Road freight on the rise despite environmental impact

More freight is being carried on our roads, and by bigger lorries, than ten years ago, according to figures released by the Department for Transport this week.

The department's Continuing Survey of Road Goods Transport was released this week and shows that trucks are carrying slightly more year on year, but the increase is not as fast as that of the UK's GDP.

The results of the annual survey are based on a questionnaire sent out to the owners of over 17,000 heavy goods vehicles.

Key findings include:

  • Freight moved by GB-registered heavy goods vehicles within Great Britain increased by 0.3% from 151.7 billion tonne kilometres in 2003 to 152.2 billion tonne kilometres in 2004
  • Total freight moved increased by 10% between 1994 and 2004 which was less than the rise in Gross Domestic Product of 32%
  • Articulated vehicles over 33 tonnes gross weight continue to account for an increasing share of all goods moved: 72% of total tonne kilometres in 2004, compared with 60% in 1994
  • Freight lifted increased by 6% from 1,643 million tonnes in 2003 to 1,744 million tonnes in 2004.
  • freight lifted increased by 9 per cent between 1994 and 2004.

    Meanwhile environmental research body Trucost chose the same week to release its report Climate Change and the UK Road Transport Sector.

    The report reiterates that the transport sector is a significant contributor to carbon dioxide emissions worldwide with road transport in the UK responsible for 26% of the country's total output.

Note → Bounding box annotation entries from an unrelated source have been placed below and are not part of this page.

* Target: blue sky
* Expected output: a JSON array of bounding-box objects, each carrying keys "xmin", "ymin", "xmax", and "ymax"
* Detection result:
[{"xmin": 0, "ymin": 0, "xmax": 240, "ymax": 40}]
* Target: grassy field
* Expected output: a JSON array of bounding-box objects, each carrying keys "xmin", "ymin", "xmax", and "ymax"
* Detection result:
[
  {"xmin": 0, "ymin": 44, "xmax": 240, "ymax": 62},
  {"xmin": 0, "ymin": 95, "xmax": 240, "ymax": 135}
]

    Globalisation has led to long and fragmented supply chains and road transport dominates the UK transport sector.

    The report looks at the thorny issue of increasing tax on fuel to reflect road travel's impact on the environment.

    "Fuel taxes paid by the UK road transportation sector exceed the environmental damage costs of its carbon dioxide emissions by a factor of 2.6 times," it says.

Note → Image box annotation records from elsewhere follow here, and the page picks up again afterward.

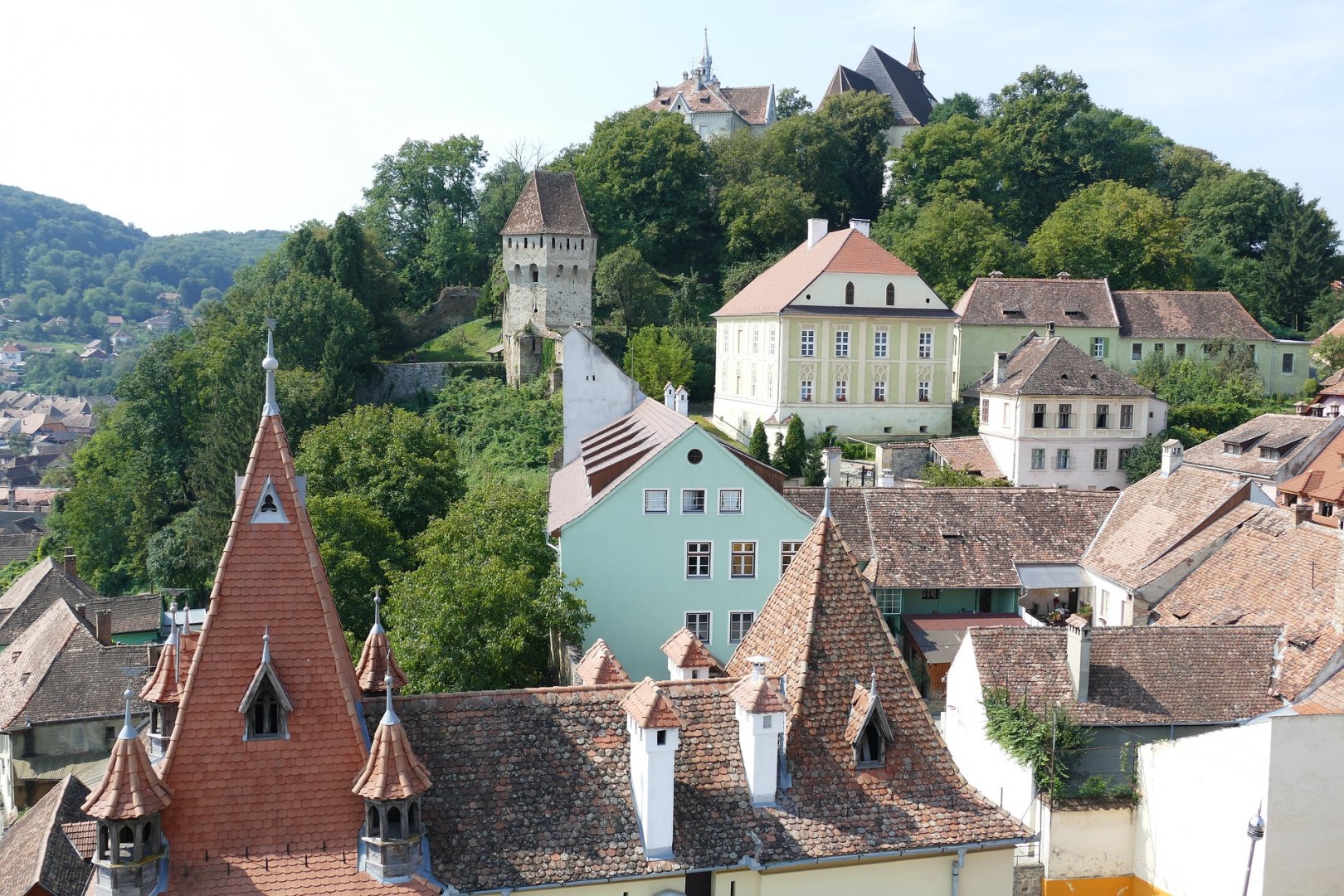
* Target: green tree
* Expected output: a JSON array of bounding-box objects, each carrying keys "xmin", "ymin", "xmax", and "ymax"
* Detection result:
[
  {"xmin": 747, "ymin": 421, "xmax": 770, "ymax": 464},
  {"xmin": 625, "ymin": 325, "xmax": 695, "ymax": 397},
  {"xmin": 388, "ymin": 480, "xmax": 592, "ymax": 694},
  {"xmin": 1027, "ymin": 182, "xmax": 1191, "ymax": 289},
  {"xmin": 295, "ymin": 404, "xmax": 462, "ymax": 538}
]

    "This means that the scope to increase fuel taxes to reflect climate change concerns is limited by the competitive disadvantage that UK operators would face."

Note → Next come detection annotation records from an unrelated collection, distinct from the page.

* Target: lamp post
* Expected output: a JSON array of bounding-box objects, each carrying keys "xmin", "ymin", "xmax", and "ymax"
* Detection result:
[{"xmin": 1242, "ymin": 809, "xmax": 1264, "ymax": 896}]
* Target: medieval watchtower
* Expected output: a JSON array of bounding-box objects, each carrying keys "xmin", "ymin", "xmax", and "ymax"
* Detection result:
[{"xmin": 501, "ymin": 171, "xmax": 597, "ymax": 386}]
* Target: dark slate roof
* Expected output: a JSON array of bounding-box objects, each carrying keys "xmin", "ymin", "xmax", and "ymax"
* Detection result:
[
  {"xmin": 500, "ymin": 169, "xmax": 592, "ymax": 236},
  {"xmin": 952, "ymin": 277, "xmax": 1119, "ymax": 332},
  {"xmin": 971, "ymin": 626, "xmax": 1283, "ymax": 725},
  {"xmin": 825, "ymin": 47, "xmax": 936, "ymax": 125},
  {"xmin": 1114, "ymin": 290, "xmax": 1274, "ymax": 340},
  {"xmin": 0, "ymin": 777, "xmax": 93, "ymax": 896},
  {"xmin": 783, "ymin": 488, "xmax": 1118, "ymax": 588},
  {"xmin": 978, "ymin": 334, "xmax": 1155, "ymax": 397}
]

    When considering alternatives, Trucost found the rail network was already overcrowded and faced severe capacity restraints and this could only be addressed with serious investment into the infrastructure.

    Alternative fuel types, hybrid technology and fuel cells were identified as the most promising solutions to transport-related carbon dioxide emissions and the report argued that a combination of fuel tax and charges for road-use were likely to provide the biggest benefits to the environment in the short term.